Diário do Alentejo

Fogo
Opinião

Fogo

Vítor Encarnação, professor

24 de dezembro 2022 - 14:00

Se eu tiver pensado em ir a algum lado, se me tiver comprometido com alguma coisa, o melhor é não fazer fogo. Se eu fizer fogo, se a lenha começar a arder, se a chama acender o conforto da tarde que se apaga, se a labareda alumiar os meus olhos, se o calor me invadir os ossos e a alma, se o estalar da lenha beijar o sossego, se o fogo me fizer companhia, se as brasas me começarem a fechar os olhos, eu já não saio de casa.

Podem telefonar, mandar recados, vir buscar-me, fazer juízos de valor sobre a minha teimosia - que não conviver faz mal, que quanto mais pensamos pior é, que a solidão transforma-nos em cinza, que temos de espairecer - mas eu não vou, nada me demove deste afincamento de ser feliz e me sentir completo em frente ao chupão.

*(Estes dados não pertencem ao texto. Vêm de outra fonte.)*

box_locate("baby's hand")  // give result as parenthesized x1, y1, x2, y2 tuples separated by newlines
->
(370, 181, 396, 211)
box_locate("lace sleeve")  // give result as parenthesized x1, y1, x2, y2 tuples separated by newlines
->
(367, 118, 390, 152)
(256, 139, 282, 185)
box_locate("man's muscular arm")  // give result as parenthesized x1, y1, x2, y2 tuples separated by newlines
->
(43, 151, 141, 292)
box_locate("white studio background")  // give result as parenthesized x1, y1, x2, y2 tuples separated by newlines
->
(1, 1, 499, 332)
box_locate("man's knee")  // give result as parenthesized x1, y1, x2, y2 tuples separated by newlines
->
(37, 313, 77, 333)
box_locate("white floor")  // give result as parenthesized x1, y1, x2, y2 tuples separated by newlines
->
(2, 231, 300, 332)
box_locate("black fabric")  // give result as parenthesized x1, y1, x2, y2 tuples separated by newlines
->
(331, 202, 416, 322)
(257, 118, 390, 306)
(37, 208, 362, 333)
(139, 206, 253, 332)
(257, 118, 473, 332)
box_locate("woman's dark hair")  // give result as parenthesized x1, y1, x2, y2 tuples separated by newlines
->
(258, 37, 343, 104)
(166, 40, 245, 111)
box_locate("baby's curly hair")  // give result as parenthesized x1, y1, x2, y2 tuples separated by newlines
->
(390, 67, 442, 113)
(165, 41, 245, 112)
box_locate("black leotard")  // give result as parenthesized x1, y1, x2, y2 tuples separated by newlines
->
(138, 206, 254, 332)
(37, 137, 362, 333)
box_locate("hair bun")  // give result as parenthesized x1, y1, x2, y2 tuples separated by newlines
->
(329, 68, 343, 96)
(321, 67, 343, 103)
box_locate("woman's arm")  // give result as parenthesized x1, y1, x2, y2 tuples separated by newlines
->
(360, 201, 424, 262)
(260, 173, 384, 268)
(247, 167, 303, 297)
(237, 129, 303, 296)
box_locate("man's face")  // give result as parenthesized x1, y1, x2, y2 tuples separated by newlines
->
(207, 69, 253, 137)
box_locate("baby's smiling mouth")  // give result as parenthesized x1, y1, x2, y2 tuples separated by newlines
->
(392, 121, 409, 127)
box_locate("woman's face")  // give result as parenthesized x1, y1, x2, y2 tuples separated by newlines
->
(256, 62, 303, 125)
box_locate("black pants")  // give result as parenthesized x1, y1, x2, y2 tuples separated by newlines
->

Para conseguir respeitar os compromissos, para não mudar de ideias de repente, não posso sequer aproximar-me da lenha, tenho de fechar os olhos, fazer que não a vejo, que não lhe ligo, que tenho coisas mais importantes, que há gente à minha espera, pessoas que contam comigo, amigos que me guardaram lugar à mesa.

Mas a lenha é uma amante fatal, a lenha tem fogo dentro dela, a lenha seduz-me e eu esqueço tudo, largo tudo e vou ter com ela. Invento mentiras, digo que tenho assuntos para resolver, digo que me dói a cabeça. Agarro-lhe na mão de azinho, puxo-a para mim, encosto-a ao peito, pego-lhe ao colo, deito-a no chão e depois ardemos os dois devagarinho no silêncio da noite. Batem à porta, mas eu não vou abrir.